Estátua acéfala posta a um canto, poeirenta pia batismal,
Pendão de vencidos tendo escrito ao centro este lema — Vitória!

O que é que me tortura?... Se até a tua face calma
Só me enche de tédios e de ópios de ócios medonhos...
Não sei... Eu sou um doido que estranha a sua própria alma...
Eu fui amado em efígie num país para além dos sonhos...

4-7-1913

Fernando Pessoa
,
Poesias. (Nota explicativa de João Gaspar Simões e Luiz de Montalvor.)
Lisboa: Ática, 1942 (15ª ed. 1995). - 21.
[1ª publ. in Exílio, nº 1. Lisboa: Abr. 1916.]

 
Este estupendo poema de Fernando Pessoa: "Hora absurda" foi escrito em 1913, quando o poeta tinha apenas 25 anos. São versos muito longos, distribuídos em 25 quadras rimadas no padrão abab. Aí, Pessoa esbanja em ritmos, aliterações, metáforas delirantes. Até pelo ambiente marítimo, "Hora absurda" lembra um pouco "O barco bêbado", de Arthur Rimbaud. Os versos iniciais são estonteantes: "O teu sorriso é uma nau com todas as velas pandas... / Brandas, as brisas brincam nas flâmulas, teu sorriso..." Usadas sem parcimónia, as reticências, parecem retardar mais ainda o ritmo sonolento e melancólico dos versos. E o que dizer destas duas linhas? "A doida partiu todos os candelabros glabros, / Sujou de humano o lago com cartas rasgadas, muitas..." in "Poesias".

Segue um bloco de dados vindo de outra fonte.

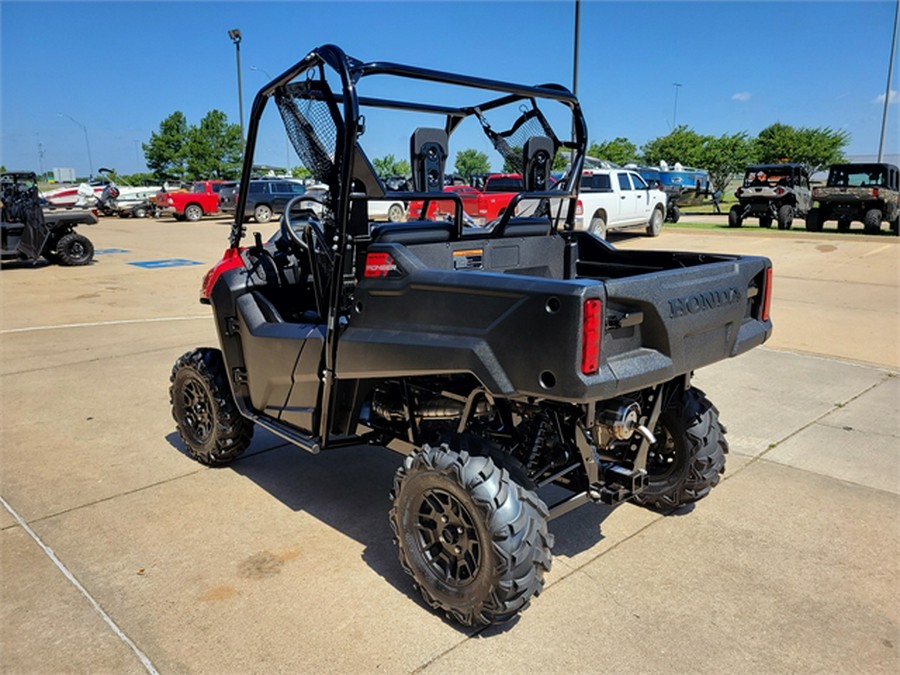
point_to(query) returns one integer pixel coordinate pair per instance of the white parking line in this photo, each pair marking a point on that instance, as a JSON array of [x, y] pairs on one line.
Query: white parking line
[[145, 661], [122, 322]]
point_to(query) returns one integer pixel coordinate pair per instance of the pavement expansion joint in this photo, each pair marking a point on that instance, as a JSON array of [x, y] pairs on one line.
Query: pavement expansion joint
[[145, 661]]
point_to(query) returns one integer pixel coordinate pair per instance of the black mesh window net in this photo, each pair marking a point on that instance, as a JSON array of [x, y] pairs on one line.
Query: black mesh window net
[[510, 143], [311, 120]]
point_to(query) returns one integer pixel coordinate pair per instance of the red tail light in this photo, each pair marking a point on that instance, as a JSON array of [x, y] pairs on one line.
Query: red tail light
[[767, 296], [591, 330], [230, 260]]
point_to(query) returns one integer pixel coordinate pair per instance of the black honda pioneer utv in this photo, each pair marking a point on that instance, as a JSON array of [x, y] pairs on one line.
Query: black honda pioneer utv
[[502, 360], [29, 231], [772, 192]]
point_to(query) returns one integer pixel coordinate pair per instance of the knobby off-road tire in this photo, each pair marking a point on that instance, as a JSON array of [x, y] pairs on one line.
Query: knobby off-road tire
[[689, 454], [205, 413], [74, 250], [474, 541]]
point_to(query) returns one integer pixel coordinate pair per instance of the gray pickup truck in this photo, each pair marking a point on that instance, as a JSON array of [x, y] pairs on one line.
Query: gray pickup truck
[[523, 368]]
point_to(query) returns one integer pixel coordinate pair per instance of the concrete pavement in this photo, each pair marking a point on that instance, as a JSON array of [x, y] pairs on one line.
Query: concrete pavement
[[283, 562]]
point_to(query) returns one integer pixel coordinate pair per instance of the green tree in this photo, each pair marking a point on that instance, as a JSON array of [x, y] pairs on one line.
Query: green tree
[[388, 166], [680, 145], [470, 162], [815, 148], [213, 149], [724, 156], [164, 152], [619, 150]]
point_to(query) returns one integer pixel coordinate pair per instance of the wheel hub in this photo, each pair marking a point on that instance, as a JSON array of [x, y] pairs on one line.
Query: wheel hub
[[448, 537], [197, 411]]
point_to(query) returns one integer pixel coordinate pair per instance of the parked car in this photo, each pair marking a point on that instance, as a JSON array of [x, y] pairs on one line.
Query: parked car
[[617, 199], [265, 197], [201, 200]]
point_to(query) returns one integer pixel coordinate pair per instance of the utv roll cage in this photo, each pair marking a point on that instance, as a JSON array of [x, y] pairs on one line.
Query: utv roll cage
[[324, 127]]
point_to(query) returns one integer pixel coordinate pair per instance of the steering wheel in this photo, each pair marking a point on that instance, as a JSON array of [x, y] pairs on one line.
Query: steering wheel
[[312, 226]]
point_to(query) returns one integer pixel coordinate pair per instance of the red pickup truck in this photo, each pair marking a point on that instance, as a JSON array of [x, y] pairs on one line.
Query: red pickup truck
[[202, 199], [482, 205]]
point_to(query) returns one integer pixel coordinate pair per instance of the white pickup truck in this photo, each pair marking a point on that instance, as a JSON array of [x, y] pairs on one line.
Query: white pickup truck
[[616, 199]]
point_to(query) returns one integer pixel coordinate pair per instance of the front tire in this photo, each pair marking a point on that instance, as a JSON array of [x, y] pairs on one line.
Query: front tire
[[689, 454], [396, 213], [872, 221], [74, 250], [474, 540], [206, 416], [654, 227]]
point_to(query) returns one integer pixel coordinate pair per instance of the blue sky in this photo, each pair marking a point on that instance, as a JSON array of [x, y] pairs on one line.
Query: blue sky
[[120, 68]]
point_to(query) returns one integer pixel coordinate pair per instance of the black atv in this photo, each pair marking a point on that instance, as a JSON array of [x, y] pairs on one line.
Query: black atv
[[770, 192], [505, 361], [29, 230]]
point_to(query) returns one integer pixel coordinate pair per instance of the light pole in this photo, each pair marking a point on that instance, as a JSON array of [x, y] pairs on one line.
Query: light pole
[[86, 142], [235, 35], [287, 147], [677, 86], [887, 89]]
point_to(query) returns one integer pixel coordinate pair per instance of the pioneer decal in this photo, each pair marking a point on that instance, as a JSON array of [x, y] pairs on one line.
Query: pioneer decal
[[701, 302]]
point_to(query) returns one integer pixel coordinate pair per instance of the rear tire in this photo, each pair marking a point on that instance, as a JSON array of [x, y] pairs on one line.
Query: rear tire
[[689, 454], [262, 213], [872, 221], [74, 250], [474, 541], [598, 226], [815, 220], [206, 416], [785, 217]]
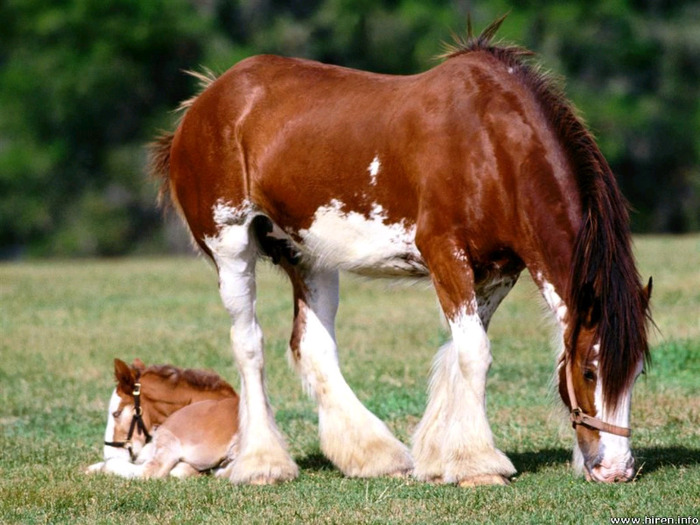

Juan Gris, Retrato de Pablo Picasso, (1912)

Juan Gris, pseudónimo de Juan José Victoriano González (Madrid, 23 de março de 1887 - Boulogne-Sur-Seine, 11 de maio de 1927), foi um dos mais famosos e versáteis pintores e escultores cubistas espanhóis. Apesar de ter falecido jovem, Juan Gris representa o expoente máximo do cubismo sintético.

O cubismo sintético


O cubismo sintético
(1913 - 1914) é a última fase do cubismo.Também conhecido como cubismo de colagens.
Qualquer aspeto decorativo e/ou acessório ao objeto representado era extraído. A representação de objetos do quotidiano também ajuda à compreensão das obras, pois do hábito, reconhecem-se mais facilmente através de um ou outro pormenor, como por exemplo um cachimbo que remete a representação de um fumante. Os planos são mais redutores e esquemáticos em relação ao cubismo analítico, isto é, sobrepoem-se e a sua relativa transparência dá um novo aspeto à obra. A cor volta aqui a tomar importância depois de ter sido desvalorizada na fase analítica.
O cubismo sintético buscou recuperar um pouco a imagem real do objeto tornando as cores mais fortes e as formas mais decorativas.
Desta fase decorrem dois movimentos que adotam esta nova interpretação e utilização da cor e quebram o imobilismo que até então era patente nas obras cubistas já apontando para o futurismo, podendo de certa forma considerar estas obras futuro-cubistas: o Orfismo e a Secção de Ouro.
É interessante notar que o texto considerado uma espécie de manifesto do Cubismo seja, na realidade, um texto chamado de "A anti-tradição futurista", escrito pelo poeta Guillaume Apollinaire, e que houve na Rússia um grupo de poetas chamados de cubo-futuristas, do qual era membro mais eminente Vladimir Maiakóvski.
A própria poesia, em seus aspetos mas inovadores, de Apollinaire, um dos mais influentes nomes das vanguardas literárias, nasce desta estética, assim como o texto referido iria definir o caráter estético da poesia futurista de aí em diante.